We’ve talked on a number of occasions about the problem with USB-C cables: namely, they all look alike but can have very different capabilities.
Google addressed this issue in Chrome OS several years ago, and we suggested at the time that Apple should copy it. That hasn’t yet happened, but there’s now a free Mac app, WhatCable, to turn your Mac into a hardware cable tester …
Pretty much every gadget we buy these days comes supplied with a USB-C cable, so it’s easy to end up with a whole drawer full of these and not know which one to reach for when you need particular features. Each cable may offer different maximums for each of:
- Data transfer speed
- Video transmission bandwidth
- Power delivery
At one end of the scale you can buy a cable that offers 40Gb/s data speeds, 8K 60Hz video support, and 240W power delivery. At the other, you get power-only cables and slow-speed data transfer cables that top out at 480Mbps.
You can buy hardware cable testers that report the capabilities of cables connected to them, but there’s now a free Mac app to do the same thing. WhatCable works by measuring what the cable is delivering while it’s actually in use, or by looping it from one USB-C port on your Mac to another, like the joke about a self-charging Mac.
It can also read the identifier in the embedded chip in order to determine the vendor and whether it is certified by USB-IF. Note that lack of certification may mean the cable is fake, but it can also mean that the manufacturer simply chose not to pay the certification fee.

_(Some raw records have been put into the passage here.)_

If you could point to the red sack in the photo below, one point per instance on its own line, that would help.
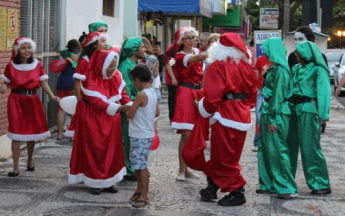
(58, 65)
(193, 149)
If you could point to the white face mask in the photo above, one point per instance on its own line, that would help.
(299, 37)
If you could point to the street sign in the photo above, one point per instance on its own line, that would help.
(261, 36)
(269, 18)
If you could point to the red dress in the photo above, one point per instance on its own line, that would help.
(26, 118)
(98, 157)
(80, 75)
(185, 111)
(230, 119)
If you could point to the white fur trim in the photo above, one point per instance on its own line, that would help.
(229, 123)
(202, 110)
(182, 126)
(107, 62)
(21, 42)
(44, 77)
(172, 62)
(219, 52)
(4, 78)
(25, 67)
(185, 59)
(112, 108)
(86, 58)
(69, 133)
(97, 183)
(96, 38)
(113, 99)
(187, 29)
(28, 137)
(79, 76)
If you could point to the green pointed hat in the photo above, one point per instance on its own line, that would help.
(275, 50)
(94, 26)
(129, 47)
(311, 53)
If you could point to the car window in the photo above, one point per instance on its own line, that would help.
(334, 56)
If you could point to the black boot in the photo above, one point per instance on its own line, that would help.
(210, 192)
(233, 199)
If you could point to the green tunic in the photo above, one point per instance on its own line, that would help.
(310, 80)
(129, 48)
(273, 155)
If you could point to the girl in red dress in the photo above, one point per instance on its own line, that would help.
(97, 157)
(26, 118)
(189, 64)
(94, 41)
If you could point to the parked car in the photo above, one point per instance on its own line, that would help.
(339, 71)
(333, 57)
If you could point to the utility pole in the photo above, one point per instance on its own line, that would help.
(286, 21)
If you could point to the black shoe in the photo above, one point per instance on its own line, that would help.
(233, 199)
(287, 196)
(110, 189)
(130, 178)
(95, 191)
(321, 191)
(31, 168)
(12, 174)
(209, 193)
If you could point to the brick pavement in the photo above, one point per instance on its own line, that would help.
(46, 191)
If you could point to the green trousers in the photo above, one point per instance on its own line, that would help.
(126, 143)
(273, 157)
(304, 134)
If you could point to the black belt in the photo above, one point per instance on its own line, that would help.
(234, 96)
(86, 101)
(190, 85)
(24, 92)
(299, 100)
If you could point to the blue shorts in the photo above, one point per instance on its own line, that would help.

The app works because the Mac already reads these capabilities from the embedded chip. WhatCable lets you easily access this data while turning everything into plain English.
See whether the cable, charger, or Mac is limiting the current charge rate, with the negotiated power profile highlighted.

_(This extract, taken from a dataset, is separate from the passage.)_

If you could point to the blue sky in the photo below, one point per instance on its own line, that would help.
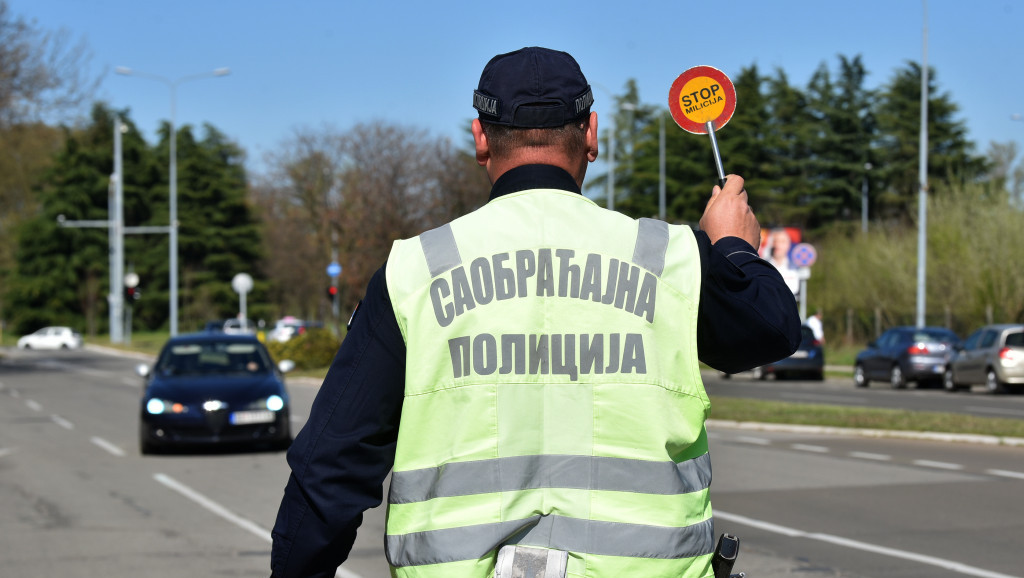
(306, 64)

A plain-English verdict on what is limiting the link: the Mac port, the cable, or the device, so you know whether a faster cable would actually help.

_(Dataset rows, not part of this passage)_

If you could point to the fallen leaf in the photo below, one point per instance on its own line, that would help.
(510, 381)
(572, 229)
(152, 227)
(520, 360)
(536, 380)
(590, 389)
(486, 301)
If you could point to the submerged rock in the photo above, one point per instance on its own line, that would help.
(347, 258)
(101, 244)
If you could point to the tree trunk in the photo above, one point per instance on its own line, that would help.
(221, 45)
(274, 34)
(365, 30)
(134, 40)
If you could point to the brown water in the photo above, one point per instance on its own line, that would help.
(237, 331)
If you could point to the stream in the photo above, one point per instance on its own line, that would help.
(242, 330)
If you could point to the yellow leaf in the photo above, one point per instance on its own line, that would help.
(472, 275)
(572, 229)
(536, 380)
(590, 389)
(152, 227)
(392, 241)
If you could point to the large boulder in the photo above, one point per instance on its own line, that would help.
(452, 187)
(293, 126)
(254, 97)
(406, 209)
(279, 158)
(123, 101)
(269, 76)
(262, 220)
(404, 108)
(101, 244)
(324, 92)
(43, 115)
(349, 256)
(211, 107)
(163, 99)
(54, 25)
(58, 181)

When a monitor is connected, see whether the link is carrying its full resolution and refresh, or falling short, and whether an adapter, the cable, or the selected mode is the limit.
Decode cable speed, current rating, vendor identity, and USB PD capability flags from marked USB-C cables.
The free app does everything shown above, while the Pro version provides greater detail, such as the live negotiation breakdown of every connection, showing how and why the two devices ended up operating at particular charging rates or transmission speeds. This is available for a one-off fee of £9.99 (around $13.40).
The Verge’s Sean Hollister tested it and found it performed well, although not perfectly, as some cables lie about their capabilities.